“How you likin’ that fancy new house of yours?” Buddy asks.
“Oh, I’m just getting used to it,” I say. “My daughter and I were exploring and I found an old tree house out in the woods behind the house. My father mentioned something about it being a place you used to—”
“That ol’ thing still up there?” Buddy asks. “Don’t you go climbin’ it, sweetheart. Do you know how old that thing is? I haven’t seen it in … I don’t know … prob’ly forty years, you think, Ellie?” He looks at his sister, who has completely lost whatever smile she had.
“It should come down,” she says. “Seriously.” She looks at me. “You should have someone take it down.”
“I think it’s totally safe and solid,” I say. “My husband replaced some of the old boards and built new steps going up to it.”
“Don’t know why anyone’d want to build a house in them woods anyhow,” Buddy mutters. I have the feeling he’s not talking about the tree house any longer. He means my house.
Ellie looks down at the bag of za’atar in her hand and for a moment the only sound in the room is the voice of the game show host. The silence isn’t benign, though. There’s something going on in this room I don’t understand. Awkwardly, I speak up.
“I’ve been thinking about your offer to practice yoga with me,” I say to Ellie. “I’d really like that. I think I can use it.”
She doesn’t answer. She stares at me and I see the wheels turning in her head; I just don’t know why. “Do you have time with your work and your daughter and fixing up your house?” she asks. She doesn’t sound enthusiastic. As a matter of fact, all in all, she is a different woman than she was the first time I met her when she’d warmly invited me into her kitchen for tea and conversation.
“I can make time,” I say. “I need to do something physical. And peaceful. But I understand if you’re too busy,” I add. I soften my voice. “I know you have your hands full.”
“She ain’t too busy,” Buddy says from the couch. “And she needs someone to talk to besides me and Mama, don’t you, Ellie?”
Ellie’s lips form a tight line. “Let’s go out front,” she says to me, walking toward the door.
I nod. “Goodbye, Mrs. Hockley,” I call, but the old woman doesn’t seem to hear me. I smile down at Buddy. “Bye-bye.”

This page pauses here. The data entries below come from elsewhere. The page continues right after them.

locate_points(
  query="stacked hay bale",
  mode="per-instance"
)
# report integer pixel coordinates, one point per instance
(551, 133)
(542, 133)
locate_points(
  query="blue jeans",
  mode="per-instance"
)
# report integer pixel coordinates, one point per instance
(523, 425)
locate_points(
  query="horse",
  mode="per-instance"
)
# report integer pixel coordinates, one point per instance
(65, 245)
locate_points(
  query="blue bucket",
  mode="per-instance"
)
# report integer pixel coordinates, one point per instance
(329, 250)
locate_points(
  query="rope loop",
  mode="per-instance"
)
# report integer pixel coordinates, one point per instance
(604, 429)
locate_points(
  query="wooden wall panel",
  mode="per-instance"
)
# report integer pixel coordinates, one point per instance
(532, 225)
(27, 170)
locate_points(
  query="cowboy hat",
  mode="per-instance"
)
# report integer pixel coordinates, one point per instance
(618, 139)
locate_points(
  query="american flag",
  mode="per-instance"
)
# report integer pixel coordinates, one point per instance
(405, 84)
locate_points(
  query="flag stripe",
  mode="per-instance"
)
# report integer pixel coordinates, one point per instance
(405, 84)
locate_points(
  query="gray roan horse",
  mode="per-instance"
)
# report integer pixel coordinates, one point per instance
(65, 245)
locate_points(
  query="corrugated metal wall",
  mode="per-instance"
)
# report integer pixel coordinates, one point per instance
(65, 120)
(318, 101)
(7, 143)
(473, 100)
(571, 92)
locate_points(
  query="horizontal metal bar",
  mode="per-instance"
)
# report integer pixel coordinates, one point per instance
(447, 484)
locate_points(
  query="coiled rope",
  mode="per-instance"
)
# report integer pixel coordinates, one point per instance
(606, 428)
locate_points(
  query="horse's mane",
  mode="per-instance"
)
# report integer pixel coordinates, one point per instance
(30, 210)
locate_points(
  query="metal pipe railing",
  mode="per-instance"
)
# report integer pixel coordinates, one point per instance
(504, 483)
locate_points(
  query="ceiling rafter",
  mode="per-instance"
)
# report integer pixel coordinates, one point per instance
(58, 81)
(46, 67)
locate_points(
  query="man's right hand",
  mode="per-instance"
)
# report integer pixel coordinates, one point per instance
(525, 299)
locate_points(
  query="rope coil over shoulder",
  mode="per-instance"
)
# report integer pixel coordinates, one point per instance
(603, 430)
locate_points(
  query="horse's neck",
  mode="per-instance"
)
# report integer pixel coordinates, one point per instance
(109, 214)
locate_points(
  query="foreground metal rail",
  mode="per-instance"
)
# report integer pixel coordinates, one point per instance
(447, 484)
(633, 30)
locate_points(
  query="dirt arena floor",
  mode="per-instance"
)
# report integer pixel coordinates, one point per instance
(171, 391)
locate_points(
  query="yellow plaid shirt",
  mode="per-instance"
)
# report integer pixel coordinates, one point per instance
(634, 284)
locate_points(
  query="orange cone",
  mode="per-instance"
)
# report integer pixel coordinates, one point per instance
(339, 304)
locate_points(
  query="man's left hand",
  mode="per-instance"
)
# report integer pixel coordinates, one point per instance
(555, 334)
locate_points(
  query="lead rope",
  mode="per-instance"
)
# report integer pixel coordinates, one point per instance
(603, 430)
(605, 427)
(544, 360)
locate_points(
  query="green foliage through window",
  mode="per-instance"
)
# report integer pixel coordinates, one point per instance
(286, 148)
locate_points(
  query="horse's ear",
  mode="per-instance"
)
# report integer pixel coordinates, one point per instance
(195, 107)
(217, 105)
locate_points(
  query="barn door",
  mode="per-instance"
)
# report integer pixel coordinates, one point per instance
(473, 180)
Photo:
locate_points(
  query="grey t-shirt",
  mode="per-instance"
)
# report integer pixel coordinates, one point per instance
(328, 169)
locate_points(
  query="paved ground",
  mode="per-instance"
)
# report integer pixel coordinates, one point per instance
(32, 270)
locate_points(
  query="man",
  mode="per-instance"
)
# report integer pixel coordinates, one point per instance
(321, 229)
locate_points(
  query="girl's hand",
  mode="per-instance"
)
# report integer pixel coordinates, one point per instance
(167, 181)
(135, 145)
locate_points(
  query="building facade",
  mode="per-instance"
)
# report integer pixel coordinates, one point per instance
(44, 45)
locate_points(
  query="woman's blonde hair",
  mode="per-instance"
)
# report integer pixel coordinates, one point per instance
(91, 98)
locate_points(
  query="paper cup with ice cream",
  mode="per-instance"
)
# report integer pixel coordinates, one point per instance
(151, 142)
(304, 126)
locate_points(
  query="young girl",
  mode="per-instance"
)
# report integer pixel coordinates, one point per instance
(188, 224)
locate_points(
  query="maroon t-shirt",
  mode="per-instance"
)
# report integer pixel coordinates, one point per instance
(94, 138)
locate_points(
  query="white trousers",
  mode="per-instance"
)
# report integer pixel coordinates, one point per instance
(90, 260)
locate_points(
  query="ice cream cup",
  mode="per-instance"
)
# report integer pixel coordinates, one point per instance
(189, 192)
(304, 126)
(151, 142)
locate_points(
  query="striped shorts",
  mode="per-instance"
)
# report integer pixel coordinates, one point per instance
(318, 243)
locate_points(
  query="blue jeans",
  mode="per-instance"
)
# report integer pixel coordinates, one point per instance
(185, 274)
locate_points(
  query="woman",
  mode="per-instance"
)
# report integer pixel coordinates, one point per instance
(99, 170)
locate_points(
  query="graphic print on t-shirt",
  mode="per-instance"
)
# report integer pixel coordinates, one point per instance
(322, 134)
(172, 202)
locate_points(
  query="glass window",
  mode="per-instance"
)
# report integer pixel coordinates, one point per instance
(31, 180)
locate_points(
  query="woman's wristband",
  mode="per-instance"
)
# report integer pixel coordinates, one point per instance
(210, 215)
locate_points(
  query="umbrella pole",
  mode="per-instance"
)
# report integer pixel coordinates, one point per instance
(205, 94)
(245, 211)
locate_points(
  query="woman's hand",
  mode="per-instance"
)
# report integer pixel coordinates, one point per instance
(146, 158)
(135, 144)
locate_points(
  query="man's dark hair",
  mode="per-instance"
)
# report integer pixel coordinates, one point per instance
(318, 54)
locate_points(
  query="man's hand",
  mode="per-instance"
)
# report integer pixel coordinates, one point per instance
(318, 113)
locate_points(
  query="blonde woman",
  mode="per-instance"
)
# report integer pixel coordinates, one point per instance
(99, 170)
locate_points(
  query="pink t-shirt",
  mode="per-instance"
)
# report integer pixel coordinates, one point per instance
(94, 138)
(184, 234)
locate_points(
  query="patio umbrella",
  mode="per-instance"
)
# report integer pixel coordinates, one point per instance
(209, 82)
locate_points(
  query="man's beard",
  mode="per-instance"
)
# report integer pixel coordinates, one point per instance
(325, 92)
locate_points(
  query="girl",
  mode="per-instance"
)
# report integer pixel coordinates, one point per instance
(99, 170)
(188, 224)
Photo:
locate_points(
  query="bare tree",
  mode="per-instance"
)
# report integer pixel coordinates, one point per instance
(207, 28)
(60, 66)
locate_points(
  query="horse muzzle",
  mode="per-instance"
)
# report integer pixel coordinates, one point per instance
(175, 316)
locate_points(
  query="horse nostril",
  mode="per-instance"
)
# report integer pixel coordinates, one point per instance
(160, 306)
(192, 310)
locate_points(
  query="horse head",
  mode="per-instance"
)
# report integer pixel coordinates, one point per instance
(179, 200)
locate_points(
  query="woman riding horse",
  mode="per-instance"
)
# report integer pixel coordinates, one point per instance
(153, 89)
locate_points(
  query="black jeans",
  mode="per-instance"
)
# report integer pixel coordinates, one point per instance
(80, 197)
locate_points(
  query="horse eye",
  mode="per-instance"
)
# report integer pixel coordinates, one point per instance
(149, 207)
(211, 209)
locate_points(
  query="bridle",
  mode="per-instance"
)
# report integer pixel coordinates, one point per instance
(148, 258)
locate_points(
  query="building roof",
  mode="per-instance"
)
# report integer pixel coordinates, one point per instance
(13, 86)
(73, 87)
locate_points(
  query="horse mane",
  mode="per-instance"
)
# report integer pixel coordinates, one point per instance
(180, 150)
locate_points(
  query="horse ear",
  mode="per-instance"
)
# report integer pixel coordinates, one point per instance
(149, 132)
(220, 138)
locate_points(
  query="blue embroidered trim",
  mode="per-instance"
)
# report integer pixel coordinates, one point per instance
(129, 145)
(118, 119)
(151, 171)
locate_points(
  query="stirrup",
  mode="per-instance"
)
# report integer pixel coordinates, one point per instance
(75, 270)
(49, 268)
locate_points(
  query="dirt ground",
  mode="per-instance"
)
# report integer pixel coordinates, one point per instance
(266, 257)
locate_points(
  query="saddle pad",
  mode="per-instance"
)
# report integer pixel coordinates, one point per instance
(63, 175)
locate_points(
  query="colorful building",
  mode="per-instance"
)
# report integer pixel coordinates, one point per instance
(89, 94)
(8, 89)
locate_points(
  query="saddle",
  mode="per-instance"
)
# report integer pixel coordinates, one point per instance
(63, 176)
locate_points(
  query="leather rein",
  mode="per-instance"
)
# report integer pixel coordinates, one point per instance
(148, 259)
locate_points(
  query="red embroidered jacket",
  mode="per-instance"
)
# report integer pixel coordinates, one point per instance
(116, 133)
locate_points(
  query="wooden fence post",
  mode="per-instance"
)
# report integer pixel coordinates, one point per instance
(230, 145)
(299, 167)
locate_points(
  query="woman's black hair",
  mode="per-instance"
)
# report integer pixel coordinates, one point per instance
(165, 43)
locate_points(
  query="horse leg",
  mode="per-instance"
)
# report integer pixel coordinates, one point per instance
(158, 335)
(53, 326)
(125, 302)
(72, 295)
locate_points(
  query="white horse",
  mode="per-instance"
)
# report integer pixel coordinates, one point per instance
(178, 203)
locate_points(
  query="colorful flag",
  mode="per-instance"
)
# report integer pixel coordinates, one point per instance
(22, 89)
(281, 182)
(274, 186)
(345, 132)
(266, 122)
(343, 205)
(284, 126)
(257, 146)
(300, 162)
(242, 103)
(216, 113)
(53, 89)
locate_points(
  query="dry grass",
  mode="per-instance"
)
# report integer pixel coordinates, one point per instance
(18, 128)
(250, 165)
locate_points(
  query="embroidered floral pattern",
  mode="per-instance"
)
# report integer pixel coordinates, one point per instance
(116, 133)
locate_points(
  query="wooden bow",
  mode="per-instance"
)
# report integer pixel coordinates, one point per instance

“You tell your daddy ‘hey’ from me,” Buddy says. “He was a good mayor. Not like that girl we got now.”
“I’ll tell him,” I say, and I follow Ellie outside.
On the porch, she turns to face me. “I’m afraid I might have spoken too soon about the yoga,” she says. She looks through the screen door as if she can see her brother and mother in the living room, but all I can see is the square light of the TV. “Mama is in worse shape than I thought … mentally, and my brother’s going downhill faster than I anticipated,” she says. “Hospice is involved now, but I worry about leaving them alone for too long. And I’ve gotten busy with some other projects. Doing a bit of writing and keeping in touch with a couple of organizations back in San Francisco. Helping them out.”
“Oh, I understand,” I say, but there’s something weird going on here. Maybe she’s already grieving her brother and mother. Her only family. I remember how I felt that last month of my mother’s life as Daddy and I journeyed with her toward the inevitable. I didn’t know night from day back then. The faraway look I see now in Ellie’s eyes had been in my own during those last few weeks. I was never quite in the present, but rather in that place that hovered between hope and reality. “I’m sorry for what you’re going through,” I say. “Please let me know if there’s any way I can help.”
“Well”—she holds the za’atar in the air—“you already have. Mama won’t eat it but Buddy and I will both enjoy this.” She looks down Shadow Ridge Lane toward my house. “Is the lake still back there?” Her tone is casual, but something in her face tells me the question is loaded.
“Ugh, yes,” I say. “Jackson—my husband—and some of his friends cleared a trail that goes in a big loop through the woods behind our house. It doesn’t quite reach the lake, but you can see the water from the trail. There’s all these vines and probably poison ivy and snakes you’d have to go through to get to the lake, and the water doesn’t look … It looks gross, at least from where I was standing.”